The Truth was a Melbourne tabloid newspaper established in 1902 as a subsidiary of Sydney's The Truth, established in 1890.[2]

In its early years its politics was very much left-leaning, and it painted itself as the voice of the working class. Before 1945 it had a style of journalism that was high pitched, sensational and melodramatic. The newspaper from its earliest days was based on scandal, particularly based on the records of the divorce courts, which were not subject to restrictions on reporting. In its later decades, it featured photographs of scantily clothed young women.

At one time or other, many of Australia's respected journalists worked on the paper. In 1967, Richard L'Estrange broke the scandal surrounding the Melbourne-Voyager collision.
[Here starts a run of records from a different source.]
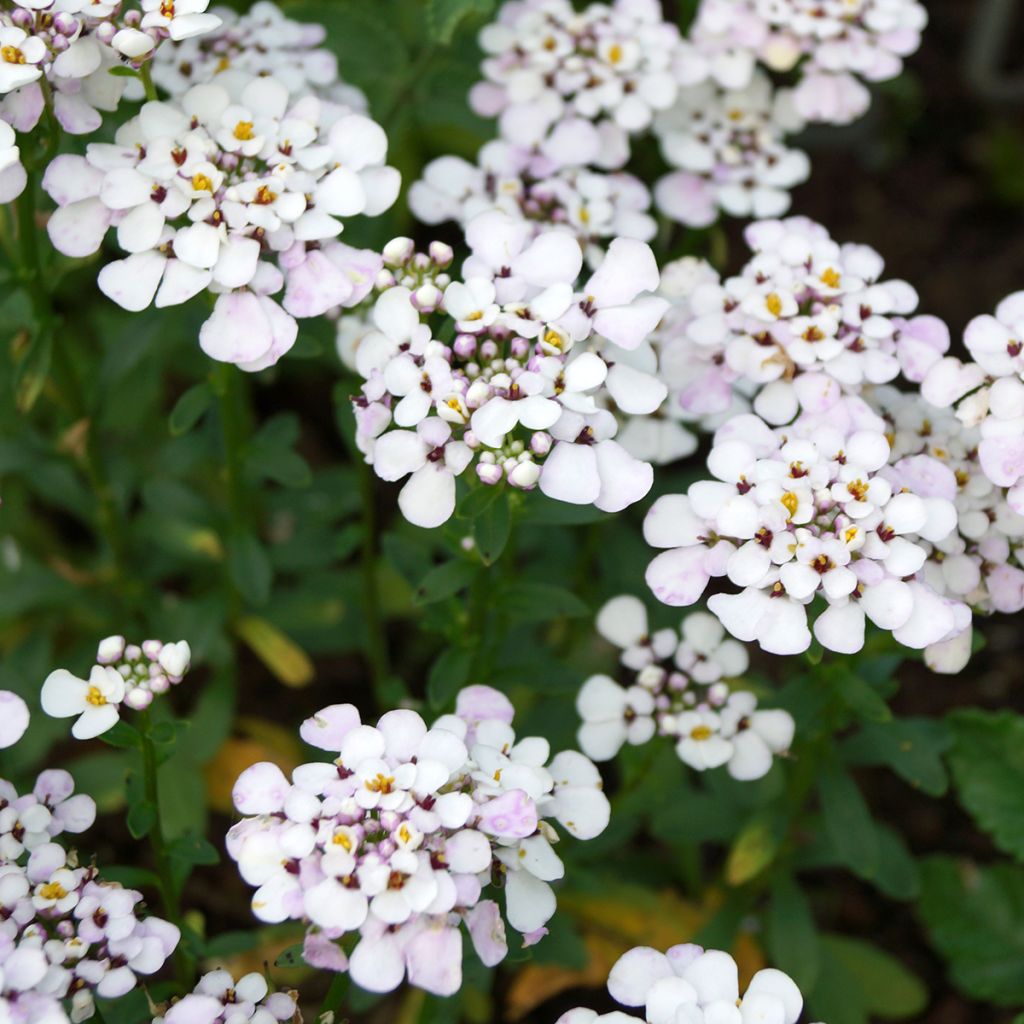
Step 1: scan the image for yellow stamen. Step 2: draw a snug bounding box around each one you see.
[85,686,106,708]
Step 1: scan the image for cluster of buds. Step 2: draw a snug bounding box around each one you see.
[354,220,668,527]
[577,595,794,781]
[0,771,180,1024]
[40,636,191,739]
[227,686,609,995]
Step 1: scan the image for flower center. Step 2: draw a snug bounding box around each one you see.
[846,480,867,502]
[367,772,394,794]
[39,882,68,900]
[85,686,106,708]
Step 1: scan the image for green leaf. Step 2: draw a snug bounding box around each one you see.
[416,558,478,604]
[227,530,273,605]
[496,583,591,623]
[126,800,157,839]
[167,381,213,437]
[725,815,778,886]
[767,874,821,992]
[427,647,473,710]
[426,0,495,45]
[948,710,1024,860]
[273,942,307,967]
[918,856,1024,1007]
[99,721,142,750]
[822,935,928,1020]
[818,764,881,879]
[843,718,952,797]
[473,494,512,565]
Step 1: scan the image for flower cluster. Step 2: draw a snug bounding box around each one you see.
[577,595,794,780]
[227,686,609,995]
[40,636,191,739]
[153,971,296,1024]
[43,74,398,371]
[354,223,668,526]
[153,0,367,113]
[0,771,179,1024]
[0,0,220,203]
[558,943,804,1024]
[410,0,926,239]
[644,412,971,654]
[692,0,928,124]
[660,217,949,424]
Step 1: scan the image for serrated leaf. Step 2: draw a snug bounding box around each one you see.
[918,856,1024,1007]
[416,558,479,604]
[167,381,213,437]
[843,718,951,797]
[948,710,1024,860]
[818,764,880,879]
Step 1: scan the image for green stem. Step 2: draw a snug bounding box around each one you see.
[315,973,348,1022]
[138,60,160,102]
[16,170,124,592]
[139,711,196,988]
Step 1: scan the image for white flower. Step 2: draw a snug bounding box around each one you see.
[40,665,125,739]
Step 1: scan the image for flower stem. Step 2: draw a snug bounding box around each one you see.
[139,711,196,988]
[315,972,348,1022]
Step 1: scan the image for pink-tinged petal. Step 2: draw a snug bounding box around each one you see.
[153,259,210,309]
[0,163,29,203]
[585,239,667,305]
[406,927,462,995]
[231,761,292,814]
[299,705,361,754]
[654,171,718,227]
[284,249,353,316]
[99,249,167,313]
[540,441,601,505]
[46,198,110,258]
[398,462,455,529]
[53,92,103,135]
[478,790,538,839]
[0,690,29,750]
[43,154,103,206]
[594,296,670,351]
[455,684,515,725]
[594,440,654,512]
[199,292,273,362]
[644,545,712,602]
[978,437,1024,487]
[465,899,509,967]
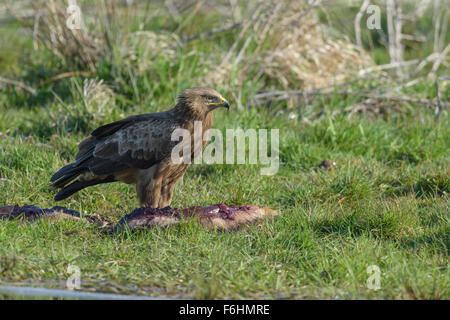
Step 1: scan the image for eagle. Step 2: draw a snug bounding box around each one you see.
[50,87,230,208]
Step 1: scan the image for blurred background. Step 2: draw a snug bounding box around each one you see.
[0,0,450,129]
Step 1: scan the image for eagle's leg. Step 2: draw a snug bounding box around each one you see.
[136,180,161,208]
[159,183,175,208]
[136,167,162,208]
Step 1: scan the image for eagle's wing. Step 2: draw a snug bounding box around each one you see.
[85,116,179,175]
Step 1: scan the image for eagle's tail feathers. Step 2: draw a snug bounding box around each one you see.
[54,175,116,201]
[50,163,88,188]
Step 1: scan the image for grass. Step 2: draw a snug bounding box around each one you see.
[0,0,450,299]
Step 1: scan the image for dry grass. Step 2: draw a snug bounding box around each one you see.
[205,1,374,90]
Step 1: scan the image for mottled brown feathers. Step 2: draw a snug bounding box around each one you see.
[51,88,229,207]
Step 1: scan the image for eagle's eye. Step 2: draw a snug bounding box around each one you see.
[202,94,217,102]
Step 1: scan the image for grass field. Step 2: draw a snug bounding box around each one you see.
[0,0,450,299]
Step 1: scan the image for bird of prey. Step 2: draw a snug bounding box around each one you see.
[50,88,230,208]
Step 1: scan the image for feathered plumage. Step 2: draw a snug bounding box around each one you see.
[50,88,229,208]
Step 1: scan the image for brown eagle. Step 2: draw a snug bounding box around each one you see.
[50,88,230,208]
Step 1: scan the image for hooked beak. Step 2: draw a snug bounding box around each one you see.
[209,98,230,110]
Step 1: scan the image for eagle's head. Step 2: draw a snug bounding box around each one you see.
[176,87,230,119]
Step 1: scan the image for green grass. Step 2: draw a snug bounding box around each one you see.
[0,1,450,299]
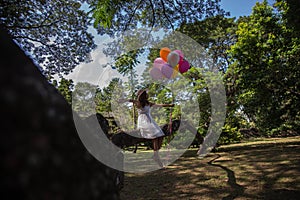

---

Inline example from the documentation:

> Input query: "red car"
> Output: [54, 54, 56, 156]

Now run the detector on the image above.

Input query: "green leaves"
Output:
[229, 1, 300, 134]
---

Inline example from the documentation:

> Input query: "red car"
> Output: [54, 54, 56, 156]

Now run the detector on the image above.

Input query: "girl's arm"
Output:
[119, 99, 137, 104]
[150, 103, 174, 107]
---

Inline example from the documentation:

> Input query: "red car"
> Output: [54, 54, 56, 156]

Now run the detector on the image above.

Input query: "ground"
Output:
[120, 136, 300, 200]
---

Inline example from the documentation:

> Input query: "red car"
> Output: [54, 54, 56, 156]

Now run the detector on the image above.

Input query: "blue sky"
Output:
[66, 0, 275, 86]
[221, 0, 275, 18]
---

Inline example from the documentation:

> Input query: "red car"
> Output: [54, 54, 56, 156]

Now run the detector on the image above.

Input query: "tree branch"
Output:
[160, 0, 174, 30]
[124, 0, 142, 31]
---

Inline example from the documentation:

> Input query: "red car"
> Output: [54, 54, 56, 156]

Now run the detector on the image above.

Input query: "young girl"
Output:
[121, 89, 174, 167]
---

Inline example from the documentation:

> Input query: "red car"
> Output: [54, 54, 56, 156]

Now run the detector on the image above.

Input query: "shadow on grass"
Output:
[208, 155, 245, 200]
[121, 139, 300, 200]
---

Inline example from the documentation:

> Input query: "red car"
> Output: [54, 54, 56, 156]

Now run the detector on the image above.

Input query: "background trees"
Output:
[228, 1, 300, 135]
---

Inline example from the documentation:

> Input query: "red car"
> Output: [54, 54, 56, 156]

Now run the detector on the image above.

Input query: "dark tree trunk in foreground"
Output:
[0, 29, 119, 200]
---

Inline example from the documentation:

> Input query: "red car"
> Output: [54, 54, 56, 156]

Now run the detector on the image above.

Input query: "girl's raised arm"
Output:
[150, 103, 174, 107]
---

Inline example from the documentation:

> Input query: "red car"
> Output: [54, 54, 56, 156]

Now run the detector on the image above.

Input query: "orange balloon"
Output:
[159, 47, 171, 62]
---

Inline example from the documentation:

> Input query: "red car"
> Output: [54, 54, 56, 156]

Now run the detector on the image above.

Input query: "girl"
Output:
[121, 89, 174, 167]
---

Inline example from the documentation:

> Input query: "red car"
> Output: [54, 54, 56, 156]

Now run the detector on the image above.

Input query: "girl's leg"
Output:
[157, 137, 163, 150]
[152, 138, 163, 167]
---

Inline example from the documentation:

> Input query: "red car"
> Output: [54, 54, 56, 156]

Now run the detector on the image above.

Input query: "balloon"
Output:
[167, 51, 180, 67]
[159, 47, 171, 62]
[149, 67, 163, 80]
[153, 58, 166, 65]
[174, 49, 184, 62]
[172, 65, 179, 78]
[161, 63, 174, 78]
[179, 60, 190, 74]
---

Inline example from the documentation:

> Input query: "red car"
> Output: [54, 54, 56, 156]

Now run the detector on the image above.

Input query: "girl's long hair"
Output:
[138, 91, 150, 108]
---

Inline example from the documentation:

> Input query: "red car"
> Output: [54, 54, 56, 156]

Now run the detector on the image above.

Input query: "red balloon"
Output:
[179, 60, 191, 74]
[161, 63, 174, 78]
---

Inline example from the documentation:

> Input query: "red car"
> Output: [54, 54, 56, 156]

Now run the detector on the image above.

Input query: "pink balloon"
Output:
[149, 67, 163, 80]
[153, 58, 166, 65]
[179, 60, 190, 74]
[161, 63, 174, 78]
[167, 51, 180, 67]
[174, 49, 184, 62]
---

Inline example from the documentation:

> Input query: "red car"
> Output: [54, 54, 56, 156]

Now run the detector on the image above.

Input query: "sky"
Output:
[65, 0, 275, 88]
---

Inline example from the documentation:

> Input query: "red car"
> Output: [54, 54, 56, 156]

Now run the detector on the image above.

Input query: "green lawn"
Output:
[120, 137, 300, 200]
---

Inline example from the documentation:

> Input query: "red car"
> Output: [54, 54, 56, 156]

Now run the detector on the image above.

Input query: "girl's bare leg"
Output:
[152, 138, 163, 167]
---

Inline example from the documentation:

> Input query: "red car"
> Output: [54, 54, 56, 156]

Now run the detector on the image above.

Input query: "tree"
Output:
[52, 78, 74, 105]
[90, 0, 228, 35]
[0, 0, 96, 78]
[229, 1, 300, 134]
[178, 15, 236, 73]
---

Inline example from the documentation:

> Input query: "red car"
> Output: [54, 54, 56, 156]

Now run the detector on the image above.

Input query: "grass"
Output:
[120, 136, 300, 200]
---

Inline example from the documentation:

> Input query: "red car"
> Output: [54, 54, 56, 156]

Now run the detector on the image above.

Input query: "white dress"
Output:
[137, 105, 165, 139]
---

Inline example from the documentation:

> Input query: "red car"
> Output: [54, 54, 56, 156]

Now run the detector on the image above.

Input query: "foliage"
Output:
[52, 78, 74, 105]
[229, 1, 300, 134]
[0, 0, 96, 78]
[90, 0, 227, 35]
[178, 15, 236, 73]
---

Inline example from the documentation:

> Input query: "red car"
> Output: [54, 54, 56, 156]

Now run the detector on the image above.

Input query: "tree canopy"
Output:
[90, 0, 228, 35]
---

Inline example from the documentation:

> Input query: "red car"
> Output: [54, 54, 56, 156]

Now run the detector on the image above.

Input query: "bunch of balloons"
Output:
[149, 47, 190, 80]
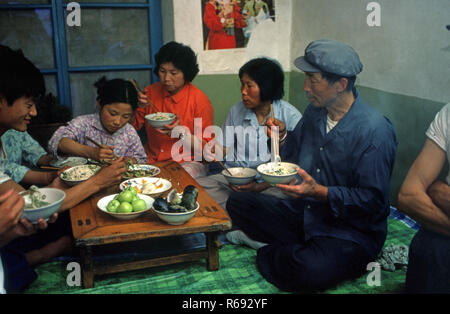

One of its most famous headlines was written to announce the death of Sir Billy Snedden, who was rumoured to have died of a heart attack while having sexual intercourse with a woman: "Snedden Died On The Job". Other of the important stories it broke included the abortion protection racket of the 1960s.

In December 1958, Ezra Norton and the other shareholders of its holding company, Truth and Sportsman Ltd, sold their shares to the Fairfax group, which sold it on to Rupert Murdoch's News Ltd.[3] The late Owen Thomson (believed to be the inspiration of Barry Humphries's Sir Les Patterson character) and Mark Day were the final owners of the paper before it folded. It is said that Dame Elisabeth Murdoch (Rupert's mother) took a dim view of the scandalsheet, which was later passed on to Thomson and Day.

In its final years, the newspaper was noted for its eclectic coverage, which combined big bare breasts on page 3 and tongue-in-cheek humour with hard-edged reporting, as well as the iconic racing liftout form guide, Truform. It was last published in 1995.